There is a variable kvm_x86_ops, with the same name:

// arch/x86/kvm/x86.c
struct kvm_x86_ops kvm_x86_ops __read_mostly;

static_call(kvm_x86_mem_enc_ioctl)(kvm, argp);
static_call(kvm_x86_mem_enc_register_region)(kvm, &region);
static_call(kvm_x86_mem_enc_unregister_region)(kvm, &region);
//...

在一些 x86 generic 的 code 会调用到（大多数是在 arch/x86/kvm/x86.c 中）。
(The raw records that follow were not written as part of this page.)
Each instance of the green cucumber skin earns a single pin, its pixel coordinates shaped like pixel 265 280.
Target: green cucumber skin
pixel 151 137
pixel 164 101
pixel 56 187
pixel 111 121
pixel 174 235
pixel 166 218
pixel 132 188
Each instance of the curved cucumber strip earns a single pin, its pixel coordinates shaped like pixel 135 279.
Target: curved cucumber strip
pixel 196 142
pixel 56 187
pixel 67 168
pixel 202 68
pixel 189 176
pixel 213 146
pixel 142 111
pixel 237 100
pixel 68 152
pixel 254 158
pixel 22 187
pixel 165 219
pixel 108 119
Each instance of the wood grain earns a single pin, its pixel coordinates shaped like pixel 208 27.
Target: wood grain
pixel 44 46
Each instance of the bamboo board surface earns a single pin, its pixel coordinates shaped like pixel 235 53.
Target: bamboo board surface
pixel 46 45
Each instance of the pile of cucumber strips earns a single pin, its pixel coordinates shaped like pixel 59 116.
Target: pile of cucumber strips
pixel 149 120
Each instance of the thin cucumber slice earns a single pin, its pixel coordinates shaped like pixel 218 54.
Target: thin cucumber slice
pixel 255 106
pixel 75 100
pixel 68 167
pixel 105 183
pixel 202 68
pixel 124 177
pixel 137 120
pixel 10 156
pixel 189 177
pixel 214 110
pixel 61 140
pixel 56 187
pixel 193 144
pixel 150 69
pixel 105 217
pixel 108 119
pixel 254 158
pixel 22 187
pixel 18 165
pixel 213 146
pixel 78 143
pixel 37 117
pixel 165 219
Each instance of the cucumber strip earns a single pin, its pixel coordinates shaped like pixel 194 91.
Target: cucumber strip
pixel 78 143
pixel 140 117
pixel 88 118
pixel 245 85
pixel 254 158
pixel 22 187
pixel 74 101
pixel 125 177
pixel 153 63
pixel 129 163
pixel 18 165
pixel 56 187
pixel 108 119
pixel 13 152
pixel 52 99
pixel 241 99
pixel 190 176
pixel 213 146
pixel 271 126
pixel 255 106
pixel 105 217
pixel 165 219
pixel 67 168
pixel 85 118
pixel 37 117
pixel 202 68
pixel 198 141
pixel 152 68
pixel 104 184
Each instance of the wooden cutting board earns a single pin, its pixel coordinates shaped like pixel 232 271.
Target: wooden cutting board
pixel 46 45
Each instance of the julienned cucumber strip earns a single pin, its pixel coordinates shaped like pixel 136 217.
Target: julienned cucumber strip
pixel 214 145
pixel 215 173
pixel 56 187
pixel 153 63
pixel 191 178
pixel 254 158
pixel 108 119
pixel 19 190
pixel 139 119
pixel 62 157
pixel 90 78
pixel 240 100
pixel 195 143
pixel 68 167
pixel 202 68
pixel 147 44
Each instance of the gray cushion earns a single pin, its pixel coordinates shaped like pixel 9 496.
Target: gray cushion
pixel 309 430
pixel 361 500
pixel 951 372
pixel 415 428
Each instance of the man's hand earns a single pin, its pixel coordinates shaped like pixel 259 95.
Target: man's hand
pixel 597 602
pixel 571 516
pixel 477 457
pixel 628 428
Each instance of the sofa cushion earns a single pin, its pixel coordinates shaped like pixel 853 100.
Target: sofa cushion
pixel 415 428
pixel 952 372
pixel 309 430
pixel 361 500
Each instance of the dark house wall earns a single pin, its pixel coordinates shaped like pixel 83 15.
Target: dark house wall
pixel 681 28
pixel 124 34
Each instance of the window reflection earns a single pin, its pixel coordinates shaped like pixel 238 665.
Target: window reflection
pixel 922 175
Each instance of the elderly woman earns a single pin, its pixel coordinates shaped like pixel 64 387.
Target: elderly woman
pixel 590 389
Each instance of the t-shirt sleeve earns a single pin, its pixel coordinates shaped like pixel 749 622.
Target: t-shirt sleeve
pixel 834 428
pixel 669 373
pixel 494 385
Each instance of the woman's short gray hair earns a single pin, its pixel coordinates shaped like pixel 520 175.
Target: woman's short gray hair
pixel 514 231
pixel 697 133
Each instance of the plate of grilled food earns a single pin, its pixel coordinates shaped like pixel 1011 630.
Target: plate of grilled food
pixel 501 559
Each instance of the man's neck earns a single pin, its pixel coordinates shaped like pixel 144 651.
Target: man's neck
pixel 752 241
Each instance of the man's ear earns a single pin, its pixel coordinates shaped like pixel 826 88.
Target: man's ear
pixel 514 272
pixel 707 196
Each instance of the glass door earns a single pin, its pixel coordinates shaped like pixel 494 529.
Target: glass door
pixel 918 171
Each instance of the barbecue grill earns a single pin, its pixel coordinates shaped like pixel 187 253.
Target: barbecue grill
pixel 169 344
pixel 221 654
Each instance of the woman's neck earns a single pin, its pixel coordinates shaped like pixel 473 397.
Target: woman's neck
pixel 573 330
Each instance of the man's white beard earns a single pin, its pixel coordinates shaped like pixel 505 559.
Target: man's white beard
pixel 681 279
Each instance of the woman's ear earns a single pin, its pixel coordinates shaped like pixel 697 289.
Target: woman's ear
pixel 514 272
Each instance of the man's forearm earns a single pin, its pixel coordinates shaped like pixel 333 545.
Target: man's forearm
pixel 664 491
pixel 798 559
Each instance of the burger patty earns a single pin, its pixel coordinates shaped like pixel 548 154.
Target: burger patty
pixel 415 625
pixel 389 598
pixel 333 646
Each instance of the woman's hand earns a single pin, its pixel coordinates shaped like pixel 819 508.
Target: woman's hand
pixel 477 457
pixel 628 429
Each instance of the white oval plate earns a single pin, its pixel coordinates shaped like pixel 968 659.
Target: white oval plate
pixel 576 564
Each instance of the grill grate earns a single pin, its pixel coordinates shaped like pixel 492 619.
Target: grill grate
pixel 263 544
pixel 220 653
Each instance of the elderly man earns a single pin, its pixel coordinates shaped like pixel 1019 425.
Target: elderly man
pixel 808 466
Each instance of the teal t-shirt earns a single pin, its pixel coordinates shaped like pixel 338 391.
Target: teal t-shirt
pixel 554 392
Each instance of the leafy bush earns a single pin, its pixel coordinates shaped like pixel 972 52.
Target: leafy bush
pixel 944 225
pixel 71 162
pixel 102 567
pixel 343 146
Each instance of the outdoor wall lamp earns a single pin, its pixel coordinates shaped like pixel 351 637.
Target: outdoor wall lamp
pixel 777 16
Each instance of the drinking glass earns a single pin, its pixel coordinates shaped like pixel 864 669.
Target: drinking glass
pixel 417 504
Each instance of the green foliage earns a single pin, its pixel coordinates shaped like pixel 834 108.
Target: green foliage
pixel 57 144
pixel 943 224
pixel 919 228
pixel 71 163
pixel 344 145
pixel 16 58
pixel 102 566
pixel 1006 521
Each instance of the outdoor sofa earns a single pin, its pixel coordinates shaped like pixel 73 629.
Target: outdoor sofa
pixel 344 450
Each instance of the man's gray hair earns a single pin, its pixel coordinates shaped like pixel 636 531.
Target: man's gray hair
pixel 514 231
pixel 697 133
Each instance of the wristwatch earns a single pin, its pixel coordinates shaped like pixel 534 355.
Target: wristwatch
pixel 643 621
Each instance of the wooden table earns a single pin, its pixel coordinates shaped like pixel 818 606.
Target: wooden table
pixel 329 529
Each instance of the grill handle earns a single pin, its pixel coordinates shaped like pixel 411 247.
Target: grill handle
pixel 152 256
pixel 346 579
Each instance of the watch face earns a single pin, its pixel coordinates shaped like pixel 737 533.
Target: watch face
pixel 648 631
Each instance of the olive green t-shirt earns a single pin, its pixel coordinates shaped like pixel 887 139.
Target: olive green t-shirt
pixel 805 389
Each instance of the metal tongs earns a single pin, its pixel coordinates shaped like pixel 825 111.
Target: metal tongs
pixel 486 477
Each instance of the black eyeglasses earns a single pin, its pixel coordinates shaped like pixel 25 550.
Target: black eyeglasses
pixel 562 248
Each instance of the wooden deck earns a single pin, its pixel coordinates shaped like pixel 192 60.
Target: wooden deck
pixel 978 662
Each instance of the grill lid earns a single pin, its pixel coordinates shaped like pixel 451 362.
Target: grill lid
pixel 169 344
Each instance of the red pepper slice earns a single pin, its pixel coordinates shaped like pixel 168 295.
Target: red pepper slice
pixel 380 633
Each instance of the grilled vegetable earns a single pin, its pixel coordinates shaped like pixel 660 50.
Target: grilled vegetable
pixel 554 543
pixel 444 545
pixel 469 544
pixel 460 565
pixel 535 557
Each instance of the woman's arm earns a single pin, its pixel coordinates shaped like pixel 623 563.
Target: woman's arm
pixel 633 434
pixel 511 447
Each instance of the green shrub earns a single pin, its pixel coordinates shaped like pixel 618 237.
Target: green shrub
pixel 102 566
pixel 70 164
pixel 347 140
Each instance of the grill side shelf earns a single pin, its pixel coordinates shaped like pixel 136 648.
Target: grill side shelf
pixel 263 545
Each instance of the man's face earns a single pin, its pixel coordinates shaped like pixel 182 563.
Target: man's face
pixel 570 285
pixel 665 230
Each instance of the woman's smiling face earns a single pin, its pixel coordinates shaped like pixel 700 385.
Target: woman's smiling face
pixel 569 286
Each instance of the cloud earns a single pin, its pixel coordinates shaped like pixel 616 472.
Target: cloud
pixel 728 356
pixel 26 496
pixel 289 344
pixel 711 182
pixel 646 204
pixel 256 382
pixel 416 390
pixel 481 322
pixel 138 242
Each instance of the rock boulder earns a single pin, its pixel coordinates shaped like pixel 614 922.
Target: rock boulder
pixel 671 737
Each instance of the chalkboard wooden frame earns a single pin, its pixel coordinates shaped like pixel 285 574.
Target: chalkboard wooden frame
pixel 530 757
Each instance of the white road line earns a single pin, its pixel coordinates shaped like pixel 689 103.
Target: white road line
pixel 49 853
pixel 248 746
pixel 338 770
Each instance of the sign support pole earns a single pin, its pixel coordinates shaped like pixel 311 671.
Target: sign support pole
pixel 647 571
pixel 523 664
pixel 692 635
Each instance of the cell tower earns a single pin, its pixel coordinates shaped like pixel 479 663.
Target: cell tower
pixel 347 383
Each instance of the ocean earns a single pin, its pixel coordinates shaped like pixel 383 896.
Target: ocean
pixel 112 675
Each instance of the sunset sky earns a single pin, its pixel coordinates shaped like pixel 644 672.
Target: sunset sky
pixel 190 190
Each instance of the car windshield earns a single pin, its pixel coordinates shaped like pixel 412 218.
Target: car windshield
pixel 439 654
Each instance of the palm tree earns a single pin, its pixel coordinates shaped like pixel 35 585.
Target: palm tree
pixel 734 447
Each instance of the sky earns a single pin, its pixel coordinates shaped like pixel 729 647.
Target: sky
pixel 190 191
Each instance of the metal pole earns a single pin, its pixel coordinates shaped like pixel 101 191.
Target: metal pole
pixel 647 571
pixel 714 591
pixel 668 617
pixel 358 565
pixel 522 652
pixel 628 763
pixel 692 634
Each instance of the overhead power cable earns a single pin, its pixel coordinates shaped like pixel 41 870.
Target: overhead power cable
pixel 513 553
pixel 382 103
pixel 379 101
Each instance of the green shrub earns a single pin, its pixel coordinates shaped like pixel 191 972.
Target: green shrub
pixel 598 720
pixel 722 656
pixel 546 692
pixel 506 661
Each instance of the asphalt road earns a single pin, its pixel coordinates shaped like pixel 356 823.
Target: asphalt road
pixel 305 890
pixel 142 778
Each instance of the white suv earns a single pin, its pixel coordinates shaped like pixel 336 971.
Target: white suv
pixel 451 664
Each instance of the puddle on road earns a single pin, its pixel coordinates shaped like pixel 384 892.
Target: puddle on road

VMX specific 的 instance vmx_x86_ops：

// arch/x86/kvm/vmx/vmx.c
static struct kvm_x86_ops vmx_x86_ops __initdata = {
	.name = KBUILD_MODNAME,
    //...
}

kvm_x86_ops 和 vmx_x86_ops 的关系如下所示，一目了然：

static struct kvm_x86_init_ops vmx_init_ops __initdata = {
	.runtime_ops = &vmx_x86_ops,
    //...
};

vmx_init
    kvm_x86_vendor_init(&vmx_init_ops)
    	kvm_ops_update(ops)
static inline void kvm_ops_update(struct kvm_x86_init_ops *ops)
{
	memcpy(&kvm_x86_ops, ops->runtime_ops, sizeof(kvm_x86_ops));

#define __KVM_X86_OP(func) \
	static_call_update(kvm_x86_##func, kvm_x86_ops.func);
#define KVM_X86_OP(func) \
	WARN_ON(!kvm_x86_ops.func); __KVM_X86_OP(func)
#define KVM_X86_OP_OPTIONAL __KVM_X86_OP
#define KVM_X86_OP_OPTIONAL_RET0(func) \
	static_call_update(kvm_x86_##func, (void *)kvm_x86_ops.func ? : \
					   (void *)__static_call_return0);
#include <asm/kvm-x86-ops.h>
#undef __KVM_X86_OP

	kvm_pmu_ops_update(ops->pmu_ops);
}

简单来说就是把 vmx_x86_ops 里的函数指针先 copy 到了 kvm_x86_ops 里面，同时更新对应的 static call。这样 x86 generic code 里对于函数的调用 static_call(kvm_x86_*) 就会调用到 vendor specific 的 code（VMX），这也是设计这两个 ops 的目的。

vcpu_after_set_cpuid

This hook will be called after setting the CPUID.

path1:

• kvm_vcpu_ioctl_set_cpuid: userspace such as QEMU setup the cpuid by ioctl, works as an interface;
• kvm_set_cpuid: the function to set cpuid for user;
• kvm_vcpu_after_set_cpuid, in the end of kvm_set_cpuid, this will be called.

kvm_x86_init_ops

There is a global variable of this type named vmx_init_ops

kvm_device_ops

kvm_pmu_ops

KVM Caps

KVM_CAP_X86_USER_SPACE_MSR

If enabled, MSR accesses that would usually trigger a #GP by KVM into the guest will instead get bounced to user space through the KVM_EXIT_X86_RDMSR and KVM_EXIT_X86_WRMSR exit notifications.

IMHO, If a MSR is not supported by KVM, then usually it will trigger a #GP to the guest to notify guest this MSR is not supported, if enabled this MSR, KVM can let user space to handle this to achieve a more fine-grained control.